Using Splitfiles to define datasets

Splitfiles are similar to Dockerfiles: each command produces a new commit with a deterministic hash that depends on the current hash and the particulars of a command that’s being executed.

The Splitfile is parsed using parsimonious, a Python parser library. The exact grammar is in splitgraph.splitfile.SGFILE_GRAMMAR and there is some quality-of-life preprocessing that gets done to the file before it’s interpreted:

  • Newlines can be escaped to make a command multiline ("\\n" gets replaced with "")
  • Parameters are supported (${PARAM} is replaced with the value of the parameter that’s either passed to the execute_commands as a dict or to the commandline sgr build as a series of arguments (-a key1 val1 -a key2 val2...)).

The following commands are supported by the interpreter:

Basing an image on another image

FROM repository[:tag] [AS alias]
Bases the output of the splitfile on a certain revision of the remote/local repository. If AS alias is specified, the repository is cloned into alias and the current contents of alias destroyed. Otherwise, the current output repository (passed to the executor) is used.

FROM can also be used to perform Docker-like multistage builds.

For example:

FROM internal_data:latest AS stage_1
CREATE TABLE visible_staff AS SELECT name, age FROM staff WHERE is_restricted = FALSE

FROM stage_1 IMPORT {SELECT * FROM visible_staff} AS visible_staff

Importing tables from another image

FROM (repository[:tag])/(MOUNT handler conn_string handler_options) IMPORT table1/{query1} [AS table1_alias], [table2/{query2}...]
Uses the sgr import command to import one or more tables from either a local repository, a remote one, or an FDW-mounted database.

Optionally, the table name can be replaced with a SELECT query in curly braces that will get executed against the source repository in order to create a table. This will be stored as a snapshot. For example:

FROM internal_data:latest IMPORT {SELECT name, age FROM staff WHERE is_restricted = FALSE} AS visible_staff

Will create a new table that contains non-restricted staff names and ages in internal_data.staff without including any other entries in the table history.

In the case of imports from FDW, the commit hash produced by this command is random. Otherwise, the commit hash will be a combination of the current OUTPUT hash, the hash of the source repository and the hashes of the names (or source SQL queries) and aliases of all imported tables.

This is crude, but means that the layer is invalidated if there’s a change on the remote or we import a different table/name it differently/use a different query to create a table. We can improve on this by perhaps only considering the objects and table aliases that are actually imported (as opposed to the source image hash: maybe the tables we’re importing haven’t changed even if other parts of the repository have).

Repository lookups

Currently, a repository name is resolved as follows:

  • See if it exists locally (in the case of the splitfile executor). If it does, try to pull it (to update) and use it for FROM/IMPORT commands.
  • If not, see if it’s specified in the SG_REPO_LOOKUP_OVERRIDE parameter which has the format repo_1:user:pwd@host:port/db,repo_2:user:pwd@host:port/db.... Return the matching connection string directly without testing to see that the repository exists there.
  • If not, scan the SG_REPO_LOOKUP parameter which has the format user:pwd@host:port/db,user:pwd@host:port/db..., stopping at the first remote that has it.

Running SQL statements

SQL command
Runs a (potentially arbitrary) SQL statement. Doesn’t enforce any constraints on the SQL yet, but the spirit of this command is performing actions on tables in the current OUTPUT repository (the command is executed with the OUTPUT schema being the default one) and not changing/reading data from any other schemas.

The image hash produced by this command is a combination of the current OUTPUT hash and the hash of the “canonicalized” SQL statement (all lowercase with excess whitespace removed). This might cause issues with us not invalidating layers when an identifier inside a command changed case: then the results would change but the image returned by the command would still have the same hash.
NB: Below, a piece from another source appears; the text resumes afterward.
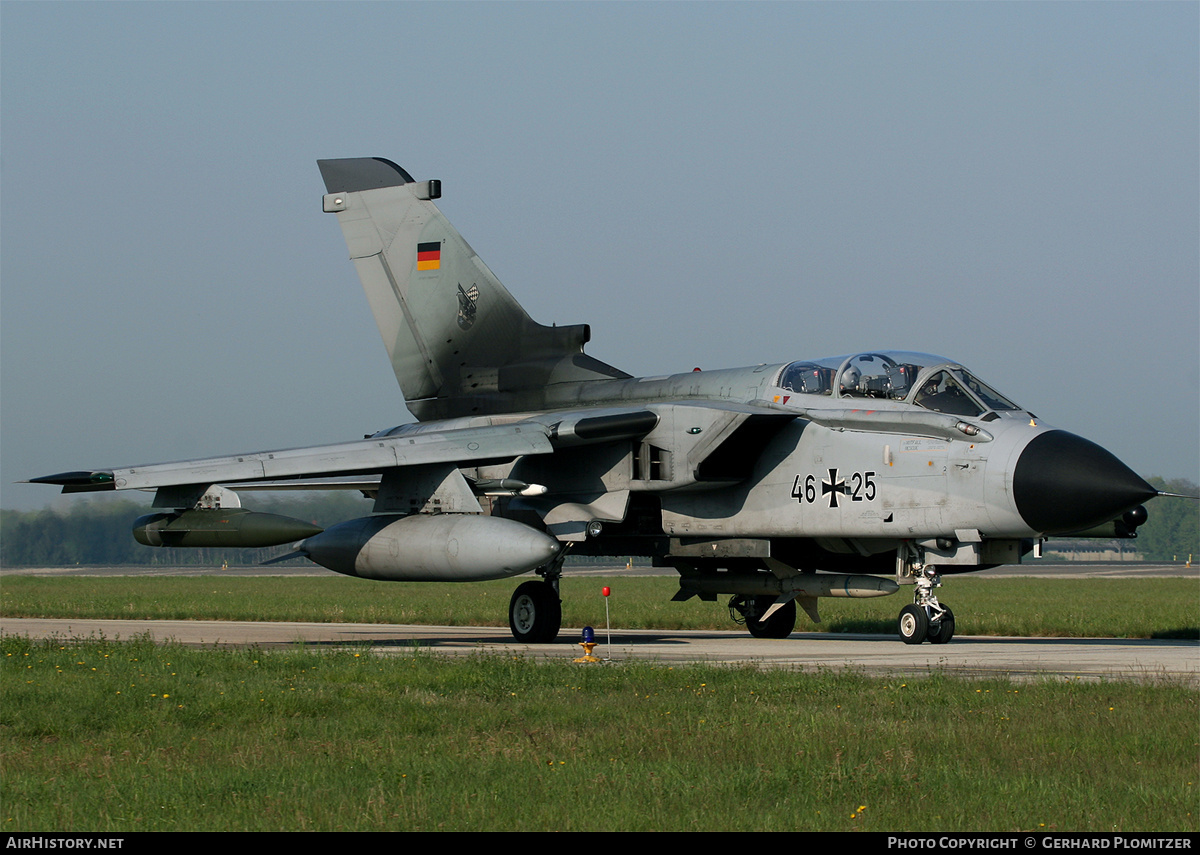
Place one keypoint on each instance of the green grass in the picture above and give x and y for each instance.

In the future, it might be worth basing the new hash on the hash of the objects that the query actually interacts with (as inputs or outputs), but this will require actually parsing the query.

Custom command plugins

It is possible to define custom Splitfile commands that follow the normal Splitfile execution semantics (cache invalidation and idempotency), allowing you to write your own transformation or data import stages.

The basic idea is that a custom command extends PluginCommand and implements at least one method, execute() that runs the command and returns the command context hash which is combined with the hash of the previous image to create the hash of the new image. Additionally, the custom command can also implement calc_hash() if it’s able to calculate the command context hash without actually running the command.

For example, for a simple data importer that loads a file from HTTP, calc_hash() could return the hash of the file’s last modified timestamp and execute() would perform the actual computation-heavy data import.

See splitgraph.hooks.splitfile_commands for the implementation details.